McElwain v. State

ORDER

PER CURIAM.

Joseph Robert McElwain, Jr. was convicted of the offense of burglary of a habitation and sentenced to 15 years in prison. Tex. Pen. Code Ann. § 30.02(c)(2) (West 2011). Counsel for McElwain has filed a motion to withdraw as counsel and a brief in support of his motion pursuant to An-ders v. California. See Anders v. California, 386 U.S. 738, 87 S.Ct. 1396, 18 L.Ed.2d 493 (1967).

The brief submitted by McElwain’s court-appointed counsel states his professional opinion that there are no arguable grounds for reversal on appeal and, therefore, that any appeal would lack merit. See Anders, 386 U.S. at 744, 87 S.Ct. 1396. McElwain’s counsel sent a copy of the brief to McElwain, requested permission to withdraw from the case, and notified McElwain of his right to review the record and file a pro se response, which McEl-wain has not done.

When this Court receives an An-ders brief from a defendant’s court-appointed attorney who asserts that no arguable grounds for appeal exist, we must determine that issue independently by conducting our own review of the entire record. Anders, 386 U.S. at 744, 87 S.Ct. 1396 (emphasizing that reviewing court— and not counsel — determines, after full examination of proceedings, whether case is “wholly frivolous”); Stafford v. State, 813 S.W.2d 503, 511 (Tex.Crim.App.1991) (cit*300ing same passage from Anders). An appeal is “wholly frivolous” or “without merit” when it “lacks any basis in law or fact.” McCoy v. Court of Appeals, 486 U.S. 429, 439 n. 10, 108 S.Ct. 1895, 100 L.Ed.2d 440 (1988). Arguments are frivolous when they “cannot conceivably persuade the court.” McCoy, 486 U.S. at 436, 108 S.Ct. 1895. An appeal is not wholly frivolous when it is based on “arguable grounds.” Stafford, 813 S.W.2d at 511.

At this time, our role in this An-ders appeal is limited to determining whether arguable grounds for appeal exist. Id. at 827. If we determine that an arguable ground for appeal exists, we must abate the appeal and remand the case to the trial court to allow the court-appointed attorney to withdraw. See id. The trial court must then appoint another attorney to present all arguable grounds for appeal. See id. We do not rule on the ultimate merits of the issues raised by a defendant in a pro se response, if any, at this juncture. Id. Rather, if we determine that there are arguable grounds for appeal, McElwain is entitled to have new counsel address the merits of all of the issues raised. Id. “Only after the issues have been briefed by new counsel may [we] address the merits of the issues raised.” Id.

Our independent review of the record indicates that McElwain, although indigent, was assessed attorney’s fees in the judgment of conviction.
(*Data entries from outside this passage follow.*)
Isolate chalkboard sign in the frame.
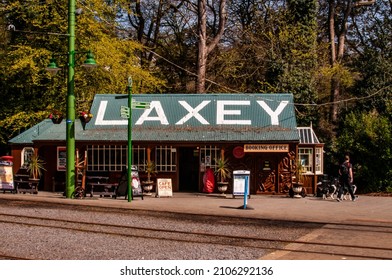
[0,160,15,191]
[156,178,173,197]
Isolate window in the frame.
[21,147,34,166]
[298,148,313,173]
[155,146,177,172]
[315,148,324,174]
[200,146,220,171]
[87,145,146,171]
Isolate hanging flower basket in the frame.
[79,112,93,123]
[49,111,63,124]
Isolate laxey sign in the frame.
[92,94,296,128]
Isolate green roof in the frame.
[10,94,299,143]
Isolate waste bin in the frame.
[233,170,250,198]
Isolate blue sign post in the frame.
[233,170,253,209]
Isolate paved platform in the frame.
[0,191,392,225]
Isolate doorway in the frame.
[178,147,199,192]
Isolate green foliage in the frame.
[337,111,392,192]
[0,0,165,145]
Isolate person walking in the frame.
[336,155,358,202]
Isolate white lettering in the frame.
[216,100,252,125]
[257,101,289,125]
[135,101,169,125]
[176,100,211,124]
[95,100,128,125]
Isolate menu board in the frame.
[156,178,173,197]
[0,161,14,190]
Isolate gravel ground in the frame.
[0,201,315,260]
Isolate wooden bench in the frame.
[86,183,118,198]
[14,178,39,194]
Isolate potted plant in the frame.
[142,160,157,193]
[214,158,231,194]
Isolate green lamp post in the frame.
[46,0,96,198]
[65,0,76,198]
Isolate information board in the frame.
[156,178,173,197]
[233,170,250,197]
[0,161,15,191]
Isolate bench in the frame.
[14,176,40,194]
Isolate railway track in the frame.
[0,212,392,260]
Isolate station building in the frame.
[9,94,324,194]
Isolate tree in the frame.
[196,0,227,93]
[337,110,392,193]
[327,0,375,124]
[0,0,164,148]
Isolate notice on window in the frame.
[157,178,173,197]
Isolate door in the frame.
[178,147,199,192]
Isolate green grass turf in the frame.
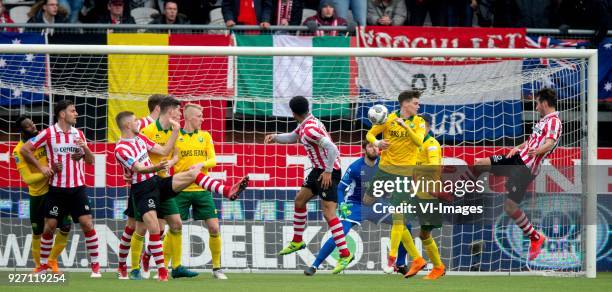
[0,273,612,292]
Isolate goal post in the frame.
[0,45,598,278]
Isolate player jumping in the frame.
[304,142,410,276]
[476,88,562,261]
[20,100,102,278]
[13,116,72,274]
[265,96,354,274]
[364,91,425,273]
[115,112,248,281]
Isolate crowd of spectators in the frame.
[0,0,612,37]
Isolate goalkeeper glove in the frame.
[340,202,353,219]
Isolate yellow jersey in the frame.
[140,120,172,177]
[415,134,442,199]
[366,111,425,175]
[174,129,217,192]
[13,141,49,196]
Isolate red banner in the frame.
[358,26,527,48]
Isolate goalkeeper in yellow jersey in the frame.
[172,104,227,280]
[13,116,72,274]
[398,115,445,280]
[364,91,425,273]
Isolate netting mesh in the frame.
[0,47,586,272]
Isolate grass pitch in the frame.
[0,272,612,292]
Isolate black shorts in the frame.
[44,186,91,223]
[123,190,134,218]
[302,168,342,202]
[131,176,160,218]
[125,176,178,219]
[489,153,535,204]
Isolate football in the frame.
[368,104,389,125]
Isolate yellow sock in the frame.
[423,237,443,267]
[162,230,172,267]
[49,230,68,260]
[402,228,421,259]
[168,230,183,269]
[389,218,406,257]
[208,233,221,269]
[130,232,144,270]
[32,234,40,267]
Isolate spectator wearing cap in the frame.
[221,0,273,28]
[0,1,17,32]
[302,0,348,36]
[407,0,452,26]
[330,0,369,26]
[151,0,190,24]
[368,0,408,26]
[59,0,84,23]
[27,0,68,34]
[98,0,136,24]
[274,0,304,25]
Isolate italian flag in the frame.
[235,35,351,117]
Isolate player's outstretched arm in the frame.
[264,132,299,144]
[19,142,53,178]
[132,160,168,174]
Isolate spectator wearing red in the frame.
[221,0,273,29]
[368,0,408,26]
[406,0,452,26]
[274,0,304,25]
[151,0,190,24]
[302,0,348,36]
[98,0,136,24]
[0,1,17,32]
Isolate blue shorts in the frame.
[343,203,393,225]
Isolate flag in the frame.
[108,33,229,141]
[0,32,47,106]
[235,35,351,117]
[168,34,231,143]
[598,38,612,102]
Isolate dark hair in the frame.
[164,0,178,9]
[115,111,134,129]
[53,99,74,120]
[159,96,181,114]
[147,94,168,112]
[397,90,421,105]
[419,114,431,127]
[361,139,370,149]
[537,88,557,107]
[15,115,30,130]
[289,95,310,116]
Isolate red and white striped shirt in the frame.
[30,123,87,188]
[115,134,155,184]
[293,115,340,170]
[520,112,562,175]
[136,116,155,131]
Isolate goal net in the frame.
[0,36,595,275]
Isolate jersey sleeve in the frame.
[304,126,327,144]
[545,119,561,141]
[424,142,442,165]
[138,134,155,151]
[204,132,217,169]
[115,148,136,170]
[28,128,50,149]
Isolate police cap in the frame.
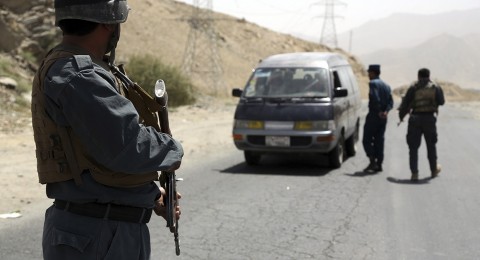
[55,0,130,25]
[367,64,380,73]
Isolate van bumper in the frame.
[233,129,338,153]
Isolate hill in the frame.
[361,34,480,89]
[332,8,480,90]
[118,0,368,96]
[338,8,480,55]
[0,0,367,97]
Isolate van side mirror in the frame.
[232,88,243,97]
[333,88,348,97]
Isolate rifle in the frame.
[155,79,180,255]
[110,65,181,255]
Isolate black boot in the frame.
[363,157,378,172]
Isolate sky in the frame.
[175,0,480,40]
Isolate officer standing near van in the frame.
[32,0,183,260]
[398,68,445,181]
[363,64,393,172]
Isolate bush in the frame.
[125,55,195,107]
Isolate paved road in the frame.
[0,102,480,260]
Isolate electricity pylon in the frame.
[182,0,224,94]
[315,0,346,48]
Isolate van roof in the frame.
[257,52,349,69]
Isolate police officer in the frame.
[363,64,393,172]
[32,0,183,259]
[399,68,445,181]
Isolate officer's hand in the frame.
[167,161,182,172]
[378,112,388,119]
[153,187,182,220]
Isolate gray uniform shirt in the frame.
[44,48,183,207]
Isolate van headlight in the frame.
[233,120,265,129]
[294,120,335,131]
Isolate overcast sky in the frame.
[179,0,480,38]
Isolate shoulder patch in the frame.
[73,55,93,71]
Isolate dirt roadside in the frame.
[0,100,236,214]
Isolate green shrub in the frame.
[125,55,195,107]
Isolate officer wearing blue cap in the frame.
[32,0,183,260]
[363,64,393,172]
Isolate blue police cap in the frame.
[367,64,380,72]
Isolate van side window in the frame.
[333,71,342,89]
[338,67,355,93]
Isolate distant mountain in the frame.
[360,34,480,89]
[338,8,480,55]
[338,8,480,90]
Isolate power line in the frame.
[182,0,224,94]
[314,0,347,48]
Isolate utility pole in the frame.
[315,0,347,48]
[182,0,224,94]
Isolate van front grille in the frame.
[247,135,312,147]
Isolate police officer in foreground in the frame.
[362,64,393,172]
[398,68,445,181]
[32,0,183,260]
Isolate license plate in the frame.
[265,136,290,146]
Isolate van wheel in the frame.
[330,135,345,168]
[345,123,359,156]
[243,151,262,165]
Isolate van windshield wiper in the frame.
[292,96,328,102]
[266,97,292,103]
[245,97,265,102]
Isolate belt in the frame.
[412,112,435,116]
[53,199,152,224]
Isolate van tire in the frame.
[243,151,262,165]
[330,135,345,169]
[345,122,360,156]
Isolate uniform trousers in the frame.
[42,206,151,260]
[362,113,387,164]
[407,113,438,173]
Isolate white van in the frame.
[232,52,361,168]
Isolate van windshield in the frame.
[244,68,330,98]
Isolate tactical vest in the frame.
[31,47,160,188]
[411,82,438,113]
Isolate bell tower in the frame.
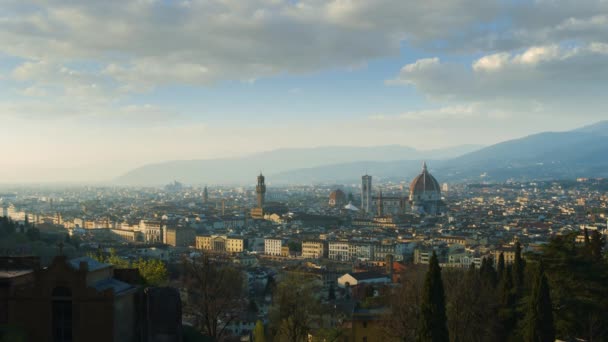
[255,172,266,208]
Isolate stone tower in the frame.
[361,175,372,214]
[378,190,384,217]
[255,172,266,208]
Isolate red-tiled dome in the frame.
[329,189,346,205]
[329,189,346,202]
[410,163,441,196]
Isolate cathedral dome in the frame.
[410,163,441,199]
[329,189,346,206]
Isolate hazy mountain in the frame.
[272,121,608,183]
[116,145,480,185]
[117,121,608,185]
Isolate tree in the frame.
[327,283,336,300]
[530,232,608,341]
[383,268,425,342]
[182,257,246,341]
[524,260,555,342]
[498,265,517,341]
[512,241,525,296]
[417,251,449,342]
[247,298,258,314]
[89,248,169,286]
[269,275,321,342]
[479,258,498,288]
[131,259,169,286]
[589,230,606,262]
[496,252,505,281]
[253,320,266,342]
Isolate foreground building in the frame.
[0,255,181,342]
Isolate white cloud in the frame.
[388,42,608,105]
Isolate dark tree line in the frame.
[385,235,608,342]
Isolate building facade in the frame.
[361,175,373,214]
[196,235,246,253]
[264,238,283,256]
[302,240,327,259]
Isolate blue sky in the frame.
[0,0,608,182]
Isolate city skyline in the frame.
[0,0,608,182]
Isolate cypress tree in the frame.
[583,227,593,258]
[499,265,516,341]
[590,230,606,262]
[523,260,555,342]
[479,258,497,288]
[512,241,525,296]
[417,252,450,342]
[496,252,505,280]
[253,320,266,342]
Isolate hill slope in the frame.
[115,145,480,185]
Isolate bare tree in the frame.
[183,257,246,341]
[383,268,424,342]
[269,275,320,342]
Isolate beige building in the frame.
[165,228,196,247]
[196,235,245,253]
[491,247,515,265]
[302,240,327,259]
[110,229,143,242]
[264,239,283,256]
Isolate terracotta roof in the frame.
[410,163,441,195]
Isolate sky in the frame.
[0,0,608,183]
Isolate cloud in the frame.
[0,0,608,91]
[387,42,608,108]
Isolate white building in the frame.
[264,238,283,256]
[328,241,351,261]
[139,220,164,243]
[338,271,391,288]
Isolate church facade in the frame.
[367,163,447,217]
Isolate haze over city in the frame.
[0,0,608,183]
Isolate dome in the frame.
[344,202,359,211]
[410,163,441,197]
[329,189,346,206]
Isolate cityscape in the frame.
[0,0,608,342]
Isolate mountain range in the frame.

Based on our independent review of the record, we find that this is an arguable ground for appeal. See Mayer v. State, 309 S.W.3d 552 (Tex.Crim.App.2010); Wiley v. State, 390 S.W.3d 629, 630 (Tex.App.-Waco 2012), aff'd on other grounds, 410 S.W.3d 313 (Tex.Crim.App.2013). See also Evans v. State, 933 S.W.2d 334, 335-336 (Tex.App.-Waco 1996, order) (reformation of the judgment constitutes “relief,” thus Anders appeal abated for the appointment of new counsel).1 Court-appointed counsel’s brief does not address this arguable ground.

Therefore, we abate this appeal to the trial court for the entry of an order withdrawing the appointment of present counsel and the appointment of new counsel. A copy of the order appointing new counsel shall be forwarded to the Clerk within ten days of the date of this abatement order. Only after new counsel is appointed and the issue identified in this order, as well as any other issues that counsel wishes to advance in the brief on the merits, are addressed will we reach the merits of this appeal. Upon receipt of the appointment of new counsel, we will reinstate the appeal and new counsel will then have thirty days to file a brief unless a motion for extension for good cause is filed and granted by this Court pursuant to the Rules of Appellate Procedure.

Justice SCOGGINS dissenting.

. There is substantial disagreement among the various courts of appeals whether this Court can modify the judgment and affirm or must abate to have new counsel appointed to brief this and any other issue identified by the new counsel. Further, we recognize abatement makes it almost impossible for this split of authority among the courts of appeals to be presented, reviewed, and resolved by the Court of Criminal Appeals. But see Ferguson v. State, No. 10-13-00173-CR, 435 S.W.3d 291, 2014 Tex.App. LEXIS - (Tex.App.Waco March 6, 2014, no pet. h.) (publish) (also issued on this date; reformation of a judgment affirmed in an Anders appeal).